Per Le Monde, “è inverosimile che i lealisti si siano inflitti da soli il gas, visto che l’effetto sui combattenti è terribile: contrazione delle pupille, soffocamento, perdita di coscienza”. L’utilizzatore “può essere solo l’esercito governativo”, scrive ancora il quotidiano francese, precisando che Egitto, ma anche Iran, Germania ed ex-Unione Sovietica hanno “partecipato direttamente o indirettamente alla creazione di questo arsenale”. Il giornale sottolinea quindi che i ribelli, scappati da Jobar ormai da diversi mesi, vennero ricoverati in ospedali di fortuna nella regione di Ghouta, alla periferia di Damasco. Nel caos, i medici salvarono diversi campioni per cercare di stabilire la natura delle componenti tossiche. Ma in Siria non c’erano laboratori in grado di realizzare le analisi. Così, i campioni – sangue, urina e capelli prelevati ai combattenti più esposti agli attacchi chimici – sono stati portati in Francia. “I medici di Ghouta avevano l’intenzione di farli passare attraverso le linee del fronte fino a un Paese straniero per procedere alle analisi. Abbiamo proposto loro di trasportare i campioni”, racconta Jean-Philippe Remy, uno degli inviati speciali de Le Monde, che racconta la sua esperienza in un lungo reportage pubblicato. Ora “non possiamo dire che non sapevamo”, titola in prima pagina il quotidiano francese. 

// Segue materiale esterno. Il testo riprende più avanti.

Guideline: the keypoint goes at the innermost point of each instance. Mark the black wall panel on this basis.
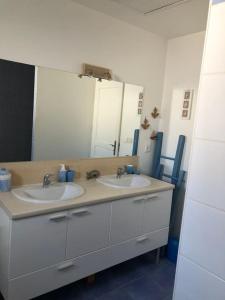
(16, 110)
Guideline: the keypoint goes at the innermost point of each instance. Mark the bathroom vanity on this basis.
(46, 246)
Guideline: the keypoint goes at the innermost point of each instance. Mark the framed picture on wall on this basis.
(187, 104)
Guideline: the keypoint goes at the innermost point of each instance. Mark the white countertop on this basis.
(95, 192)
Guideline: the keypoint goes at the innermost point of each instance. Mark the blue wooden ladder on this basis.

Gli Stati Uniti chiedono più tempo e più prove e anche l’Italia è prudente: ”Da un lato sono ormai acquisite da molti giorni prove che fanno pensare a un utilizzo di armi chimiche, però in azioni molto circoscritte e molto delimitate. Questo non può costituire il fondamento di un intervento armato della comunità internazionale nel modo più assoluto” dice il ministro della Difesa Mario Mauro. “In Siria il coinvolgimento di potenze regionali, come Iran, Arabia Saudita e Qatar, con sullo sfondo il problema della sicurezza di Israele, il Libano e le stesse vicende della Turchia ci devono far profondamente riflettere e moltiplicare i nostri sforzi per garantire l’unica cosa possibile, una soluzione politica della crisi”,

Intanto la conferenza di pace sulla Siria non si terrà prima di luglio. Il viceministro degli Esteri russo Ghennadi Gatilov a margine dell’incontro a Ginevra tra Russia, Usa e Onu. Uno dei maggiori problemi rimasti irrisolti è la definizione dei partecipanti: “Ritengo che la questione più difficile, forse, sia la cerchia dei partecipanti”, ha detto Gatilov, citato da Interfax. Gatilov ha evocato sia la presenza dell’Iran sia la composizione della delegazione dell’opposizione siriana.